I couldn’t take it anymore. I got up from the chair. I had finished my beer quickly to ease into the atmosphere. No luck, time for another. I found my way to the kitchen leaving the empty bottle among a collection of others in an overfilled bin. A crowd had formed in front of the refrigerator, blocking the way. The bastards, this can’t just be for beer. I heard Jerry’s voice over the crowd. It was distinct over the rest gathered, naturally high pitched with the texture of coarse sand.

“Who wants shots?!”

The crowd cheered. The savior of hard liquor had come to deliver them from cheap piss water. Now they could get efficiently wrecked. But I knew Jerry had something else planned for later. He hinted at “scoring something special” but remained vague when asked about it. That made me nervous about what exactly he got. Or what he thought he was getting.

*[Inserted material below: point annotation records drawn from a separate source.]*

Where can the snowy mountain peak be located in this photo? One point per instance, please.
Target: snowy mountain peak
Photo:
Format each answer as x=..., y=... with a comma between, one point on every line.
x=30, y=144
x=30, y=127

Jerry and I had several of the same classes together in high school. Our friendship formed out of necessity as one cannot survive in pure social solitude within a social environment. It was after graduation when we really started hanging out together, which was more about seeing how wasted we could get. We spent many nights high as kites, giggling like hyenas at nothing, before running out of cigarettes at two in the morning and walking to the nearest bar to fish half-smoked butts out of the gutter.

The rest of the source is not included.